Air Canada found responsible for chatbot error

  • Air Canada found responsible for chatbot error

    I predict this’ll be the first of many such cases:

    Air Canada has been ordered to compensate a man because its chatbot gave him inaccurate information. […] “I find Air Canada did not take reasonable care to ensure its chatbot was accurate,” [Civil Resolution Tribunal] member Christopher C. Rivers wrote, awarding $650.88 in damages for negligent misrepresentation. “Negligent misrepresentation can arise when a seller does not exercise reasonable care to ensure its representations are accurate and not misleading,” the decision explains. Jake Moffatt was booking a flight to Toronto and asked the bot about the airline’s bereavement rates – reduced fares provided in the event someone needs to travel due to the death of an immediate family member. Moffatt said he was told that these fares could be claimed retroactively by completing a refund application within 90 days of the date the ticket was issued, and submitted a screenshot of his conversation with the bot as evidence supporting this claim. He submitted his request, accompanied by his grandmother’s death certificate, in November of 2022 – less than a week after he purchased his ticket. But his application was denied […] The airline refused the refund because it said its policy was that bereavement fare could not, in fact, be claimed retroactively. […] “In effect, Air Canada suggests the chatbot is a separate legal entity that is responsible for its own actions. This is a remarkable submission. While a chatbot has an interactive component, it is still just a part of Air Canada’s website,” Rivers wrote.
    There’s no indication here that this was an LLM, but we know that LLMs routinely confabulate and make shit up with spurious authority. This is going to make for a lucrative seam in small claims courts.

    (tags: ai fail chatbots air-canada support small-claims chat)
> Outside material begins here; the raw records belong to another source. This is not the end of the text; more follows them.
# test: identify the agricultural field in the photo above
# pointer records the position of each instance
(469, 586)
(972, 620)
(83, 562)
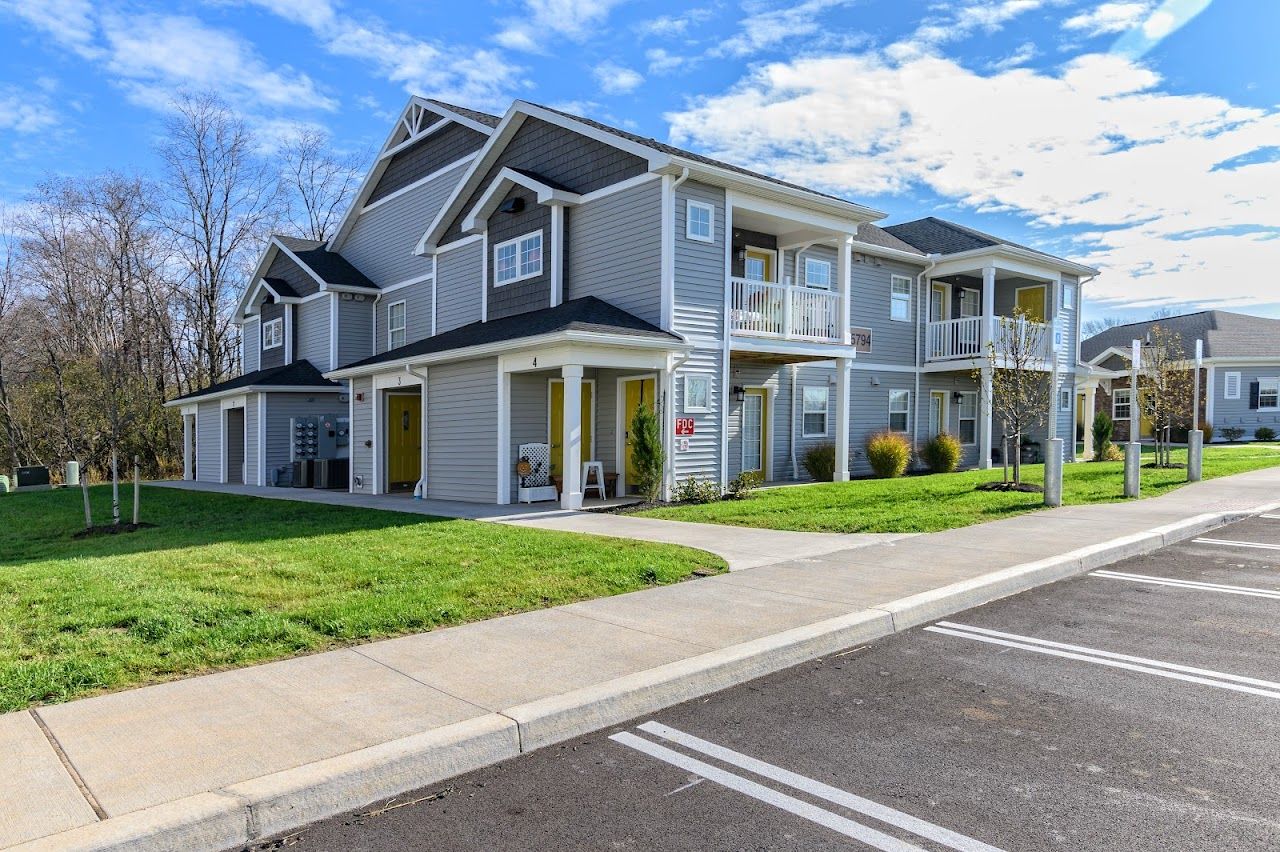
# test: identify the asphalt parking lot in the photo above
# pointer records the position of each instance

UK COVID vaccination modelling was dependent on a single Pythonista


  • Feber

    a simple, self-hostable group calendar, by Simon Repp:

    Originally just a two-day hack for a friend (‘s shared rehearsal room), a few more weeks of work turned this into a universally usable, polished tool – hopefully of use to a wider public. The short pitch: A single PHP file (+assets) that is compatible with virtually every standard webhost out there, and a database-free design which means setup, backup and transfer is just copying files from one computer/server to another. The interface is responsive, adaptive (dark/light), and built with accessibility (and intent to improve) in mind. As I am by now maintainer of more FLOSS projects than I can reasonably look after in a sustainable fashion while just running on my commitment and love for the cause, this time around I’ve included a possibility to financially support the project. Emphasis on this being optional – Feber is AGPL3+, free to share with anyone, you can pay for it if and as you wish.
    It’s nice to see a neat little self-contained, easily deployed hack like this.